I think the mil/dil relationship is often fraught because even now it's so much more common for the mother to have given up everything for their kids. Once the kids leave, there isn't always enough left for them to be happy and fulfilled by themselves. It's probably why they are interfering, especially when children are involved, as they feel like it's a chance to feel needed again. Some think they can go so far as to have another go at being a mummy. It's usually just about tolerable if it's your own mum but an absolute imposition when it isn't. Throw in a difficult personality on either or both sides and bingo: you have war. Fil isn't usually going to be that involved with sil as both work.

Until there is a more equitable division of labour when it comes to childcare and the household, mils and dils are likely to not get on.
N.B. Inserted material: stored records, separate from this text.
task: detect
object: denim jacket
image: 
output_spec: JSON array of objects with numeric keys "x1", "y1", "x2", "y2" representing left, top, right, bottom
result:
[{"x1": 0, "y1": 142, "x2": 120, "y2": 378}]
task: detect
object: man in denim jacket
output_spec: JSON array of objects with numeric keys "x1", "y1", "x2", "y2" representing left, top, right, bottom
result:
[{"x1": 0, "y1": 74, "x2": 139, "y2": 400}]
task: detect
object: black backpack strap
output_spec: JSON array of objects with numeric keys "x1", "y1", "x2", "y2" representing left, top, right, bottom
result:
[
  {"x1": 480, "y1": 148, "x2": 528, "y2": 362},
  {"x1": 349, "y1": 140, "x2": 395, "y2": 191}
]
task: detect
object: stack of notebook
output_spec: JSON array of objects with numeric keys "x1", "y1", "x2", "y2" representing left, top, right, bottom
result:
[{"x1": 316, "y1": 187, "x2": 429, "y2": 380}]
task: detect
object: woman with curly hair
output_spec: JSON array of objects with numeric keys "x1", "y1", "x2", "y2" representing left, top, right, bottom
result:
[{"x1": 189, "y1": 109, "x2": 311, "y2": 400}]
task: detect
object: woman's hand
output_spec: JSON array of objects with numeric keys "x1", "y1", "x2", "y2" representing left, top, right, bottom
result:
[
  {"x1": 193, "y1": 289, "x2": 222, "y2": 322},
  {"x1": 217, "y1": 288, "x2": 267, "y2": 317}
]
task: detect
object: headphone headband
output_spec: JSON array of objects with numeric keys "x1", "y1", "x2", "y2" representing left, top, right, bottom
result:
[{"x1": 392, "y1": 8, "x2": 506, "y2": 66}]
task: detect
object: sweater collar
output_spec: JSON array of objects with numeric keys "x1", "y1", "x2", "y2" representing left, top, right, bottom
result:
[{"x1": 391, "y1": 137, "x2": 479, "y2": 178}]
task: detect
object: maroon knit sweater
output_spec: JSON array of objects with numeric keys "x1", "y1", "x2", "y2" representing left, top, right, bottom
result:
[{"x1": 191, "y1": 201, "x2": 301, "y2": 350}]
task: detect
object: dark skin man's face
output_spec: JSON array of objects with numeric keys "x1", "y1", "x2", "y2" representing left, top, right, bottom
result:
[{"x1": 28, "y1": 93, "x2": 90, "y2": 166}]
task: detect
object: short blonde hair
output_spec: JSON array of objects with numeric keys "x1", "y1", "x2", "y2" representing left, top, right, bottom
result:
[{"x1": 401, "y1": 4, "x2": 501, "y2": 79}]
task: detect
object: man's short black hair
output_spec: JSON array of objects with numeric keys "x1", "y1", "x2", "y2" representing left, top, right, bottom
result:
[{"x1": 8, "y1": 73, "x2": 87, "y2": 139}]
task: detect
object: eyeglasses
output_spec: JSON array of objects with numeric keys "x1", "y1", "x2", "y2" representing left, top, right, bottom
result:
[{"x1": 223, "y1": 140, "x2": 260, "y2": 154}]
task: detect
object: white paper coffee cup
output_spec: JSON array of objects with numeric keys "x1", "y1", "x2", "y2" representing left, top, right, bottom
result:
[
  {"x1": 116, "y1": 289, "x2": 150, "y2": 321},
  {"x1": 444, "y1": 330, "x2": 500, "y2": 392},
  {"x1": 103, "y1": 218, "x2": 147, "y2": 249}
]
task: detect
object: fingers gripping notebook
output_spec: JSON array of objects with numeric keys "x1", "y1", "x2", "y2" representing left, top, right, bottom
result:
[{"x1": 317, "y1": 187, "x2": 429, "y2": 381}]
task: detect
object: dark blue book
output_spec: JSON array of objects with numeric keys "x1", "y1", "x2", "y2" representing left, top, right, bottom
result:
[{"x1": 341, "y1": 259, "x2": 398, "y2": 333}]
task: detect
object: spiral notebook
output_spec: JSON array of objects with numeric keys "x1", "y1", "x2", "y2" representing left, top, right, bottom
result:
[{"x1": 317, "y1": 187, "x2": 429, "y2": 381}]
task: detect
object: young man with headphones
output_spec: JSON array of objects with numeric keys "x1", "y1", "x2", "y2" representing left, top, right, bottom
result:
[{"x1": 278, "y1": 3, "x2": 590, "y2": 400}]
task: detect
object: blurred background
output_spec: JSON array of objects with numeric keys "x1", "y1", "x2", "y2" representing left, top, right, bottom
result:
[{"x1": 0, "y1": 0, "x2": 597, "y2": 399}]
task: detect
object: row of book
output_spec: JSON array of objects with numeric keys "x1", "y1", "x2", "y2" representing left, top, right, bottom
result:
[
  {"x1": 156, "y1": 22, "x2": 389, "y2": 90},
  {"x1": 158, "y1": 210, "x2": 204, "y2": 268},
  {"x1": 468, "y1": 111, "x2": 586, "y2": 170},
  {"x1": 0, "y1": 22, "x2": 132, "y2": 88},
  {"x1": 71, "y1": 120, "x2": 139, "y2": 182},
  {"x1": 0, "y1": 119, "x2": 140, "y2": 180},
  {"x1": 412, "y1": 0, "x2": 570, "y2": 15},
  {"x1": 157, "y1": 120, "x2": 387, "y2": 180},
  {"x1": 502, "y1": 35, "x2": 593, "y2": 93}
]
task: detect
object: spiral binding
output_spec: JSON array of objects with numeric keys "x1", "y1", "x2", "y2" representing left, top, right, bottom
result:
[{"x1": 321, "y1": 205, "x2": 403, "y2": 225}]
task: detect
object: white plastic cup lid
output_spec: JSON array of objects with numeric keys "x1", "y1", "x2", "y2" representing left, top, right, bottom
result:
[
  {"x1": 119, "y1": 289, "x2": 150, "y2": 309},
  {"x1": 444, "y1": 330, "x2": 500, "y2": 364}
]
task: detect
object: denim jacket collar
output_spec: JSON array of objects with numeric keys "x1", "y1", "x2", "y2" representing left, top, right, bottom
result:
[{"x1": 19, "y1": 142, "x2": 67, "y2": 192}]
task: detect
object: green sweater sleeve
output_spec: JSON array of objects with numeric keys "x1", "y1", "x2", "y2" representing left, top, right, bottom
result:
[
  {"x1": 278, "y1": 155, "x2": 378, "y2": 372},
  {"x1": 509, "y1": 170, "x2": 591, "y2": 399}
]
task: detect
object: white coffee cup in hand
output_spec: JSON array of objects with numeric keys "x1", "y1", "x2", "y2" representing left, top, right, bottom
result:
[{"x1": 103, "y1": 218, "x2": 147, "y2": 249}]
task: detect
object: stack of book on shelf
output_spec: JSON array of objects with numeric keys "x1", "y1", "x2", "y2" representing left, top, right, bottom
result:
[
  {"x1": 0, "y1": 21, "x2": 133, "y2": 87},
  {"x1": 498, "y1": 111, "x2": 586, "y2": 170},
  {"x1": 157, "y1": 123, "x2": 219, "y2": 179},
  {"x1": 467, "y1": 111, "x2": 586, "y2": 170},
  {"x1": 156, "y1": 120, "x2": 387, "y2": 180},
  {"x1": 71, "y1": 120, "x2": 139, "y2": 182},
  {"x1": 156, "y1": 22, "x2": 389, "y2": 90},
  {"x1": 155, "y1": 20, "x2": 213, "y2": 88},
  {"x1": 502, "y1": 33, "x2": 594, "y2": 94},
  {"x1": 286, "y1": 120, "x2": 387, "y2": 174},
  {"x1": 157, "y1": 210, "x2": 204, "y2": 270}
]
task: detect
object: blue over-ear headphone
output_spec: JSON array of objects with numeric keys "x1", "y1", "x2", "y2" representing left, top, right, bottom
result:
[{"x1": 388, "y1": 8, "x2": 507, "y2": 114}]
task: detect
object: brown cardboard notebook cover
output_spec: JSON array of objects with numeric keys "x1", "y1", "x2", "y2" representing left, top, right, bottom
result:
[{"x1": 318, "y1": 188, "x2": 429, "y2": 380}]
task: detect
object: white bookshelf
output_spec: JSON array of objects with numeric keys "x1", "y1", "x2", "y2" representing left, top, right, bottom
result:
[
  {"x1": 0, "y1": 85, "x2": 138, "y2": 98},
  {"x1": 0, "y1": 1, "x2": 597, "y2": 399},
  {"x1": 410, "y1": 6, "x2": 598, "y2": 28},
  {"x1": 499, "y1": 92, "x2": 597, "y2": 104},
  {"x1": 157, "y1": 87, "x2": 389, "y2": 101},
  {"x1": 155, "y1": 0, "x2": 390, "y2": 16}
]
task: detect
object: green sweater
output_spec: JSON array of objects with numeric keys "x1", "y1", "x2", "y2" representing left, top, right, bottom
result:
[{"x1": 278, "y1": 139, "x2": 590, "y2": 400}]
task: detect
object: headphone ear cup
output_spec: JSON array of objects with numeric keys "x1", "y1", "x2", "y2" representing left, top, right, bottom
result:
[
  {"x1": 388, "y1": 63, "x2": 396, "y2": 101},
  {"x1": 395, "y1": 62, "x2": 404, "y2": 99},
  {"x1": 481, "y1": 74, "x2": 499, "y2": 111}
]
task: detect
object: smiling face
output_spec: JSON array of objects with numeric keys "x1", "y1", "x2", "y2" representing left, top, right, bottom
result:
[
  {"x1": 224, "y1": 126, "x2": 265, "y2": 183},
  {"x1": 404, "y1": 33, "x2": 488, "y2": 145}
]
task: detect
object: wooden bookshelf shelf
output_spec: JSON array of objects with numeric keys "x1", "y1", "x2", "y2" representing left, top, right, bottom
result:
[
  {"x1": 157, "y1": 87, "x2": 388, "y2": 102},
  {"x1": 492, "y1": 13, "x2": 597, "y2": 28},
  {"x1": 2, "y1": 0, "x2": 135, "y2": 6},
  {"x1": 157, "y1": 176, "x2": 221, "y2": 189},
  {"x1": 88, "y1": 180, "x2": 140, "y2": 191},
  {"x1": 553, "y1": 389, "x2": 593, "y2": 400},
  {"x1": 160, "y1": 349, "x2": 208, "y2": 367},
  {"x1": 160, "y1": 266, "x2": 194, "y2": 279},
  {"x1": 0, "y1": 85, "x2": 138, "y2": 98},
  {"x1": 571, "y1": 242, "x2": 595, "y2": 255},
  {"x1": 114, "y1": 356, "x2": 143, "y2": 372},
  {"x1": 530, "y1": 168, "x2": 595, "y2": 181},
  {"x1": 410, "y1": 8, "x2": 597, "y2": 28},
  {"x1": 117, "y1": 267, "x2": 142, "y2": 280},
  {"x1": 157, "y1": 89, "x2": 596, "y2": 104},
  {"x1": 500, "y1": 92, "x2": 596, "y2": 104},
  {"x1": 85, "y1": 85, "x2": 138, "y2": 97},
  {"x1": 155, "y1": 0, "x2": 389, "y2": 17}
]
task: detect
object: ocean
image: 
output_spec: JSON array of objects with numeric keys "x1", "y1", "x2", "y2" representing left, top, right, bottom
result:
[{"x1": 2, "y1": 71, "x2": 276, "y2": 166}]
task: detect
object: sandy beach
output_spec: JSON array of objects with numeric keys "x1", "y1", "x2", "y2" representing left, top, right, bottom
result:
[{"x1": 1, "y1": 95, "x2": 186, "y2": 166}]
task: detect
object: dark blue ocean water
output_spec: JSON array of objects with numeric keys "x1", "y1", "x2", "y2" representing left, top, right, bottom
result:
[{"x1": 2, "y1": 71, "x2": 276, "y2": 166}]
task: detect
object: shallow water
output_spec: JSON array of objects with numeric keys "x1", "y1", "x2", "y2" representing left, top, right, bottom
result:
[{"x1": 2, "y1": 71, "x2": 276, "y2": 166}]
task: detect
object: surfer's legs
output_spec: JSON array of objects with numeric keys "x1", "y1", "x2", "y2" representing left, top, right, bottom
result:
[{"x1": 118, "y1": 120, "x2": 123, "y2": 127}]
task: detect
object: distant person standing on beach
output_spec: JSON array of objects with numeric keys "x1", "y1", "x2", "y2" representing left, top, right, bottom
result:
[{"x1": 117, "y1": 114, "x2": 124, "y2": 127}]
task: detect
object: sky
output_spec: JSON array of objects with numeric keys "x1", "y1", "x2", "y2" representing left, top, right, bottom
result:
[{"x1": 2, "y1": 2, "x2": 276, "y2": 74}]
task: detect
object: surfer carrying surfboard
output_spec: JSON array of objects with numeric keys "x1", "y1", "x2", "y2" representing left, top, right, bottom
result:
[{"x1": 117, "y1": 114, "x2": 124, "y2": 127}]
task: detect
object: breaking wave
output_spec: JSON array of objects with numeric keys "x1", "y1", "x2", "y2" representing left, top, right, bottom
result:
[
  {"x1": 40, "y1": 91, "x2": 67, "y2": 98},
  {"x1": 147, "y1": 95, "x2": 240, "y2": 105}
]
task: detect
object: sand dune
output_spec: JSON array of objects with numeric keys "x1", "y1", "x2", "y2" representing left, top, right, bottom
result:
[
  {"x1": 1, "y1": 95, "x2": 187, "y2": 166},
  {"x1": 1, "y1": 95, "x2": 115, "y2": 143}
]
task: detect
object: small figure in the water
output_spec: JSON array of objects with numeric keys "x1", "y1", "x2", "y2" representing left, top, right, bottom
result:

This is feeling cathartic.

Gottagetmoving · 23/08/2017 08:55

Don't understand those mils who expect their dils to 'look after' their sons.
My son has two little boys and a step son. He works full time does lots of the cooking, irons clothes and does housework and his wife is a sahm. It's just normal...not special. I would be ashamed if I had brought up a son who needs looking after.

vanityallisvanity · 23/08/2017 15:28

Don't understand those mils who expect their dils to 'look after' their sons

MIL said this to me a few times, and talks about him as her 'little boy'. DH is 53. Confused

I challenge it now (politely) when she says something like this, and she has taken to calling me odd and alternative. Grin
MIL still gossips like a good'un but is ok to my face which I can tolerate.

Ttbb · 23/08/2017 16:01

I think it's a case of underlying personality flaws coming to the surface when issues arise. Same goes for DIL, FIL, BIL, SIL etc.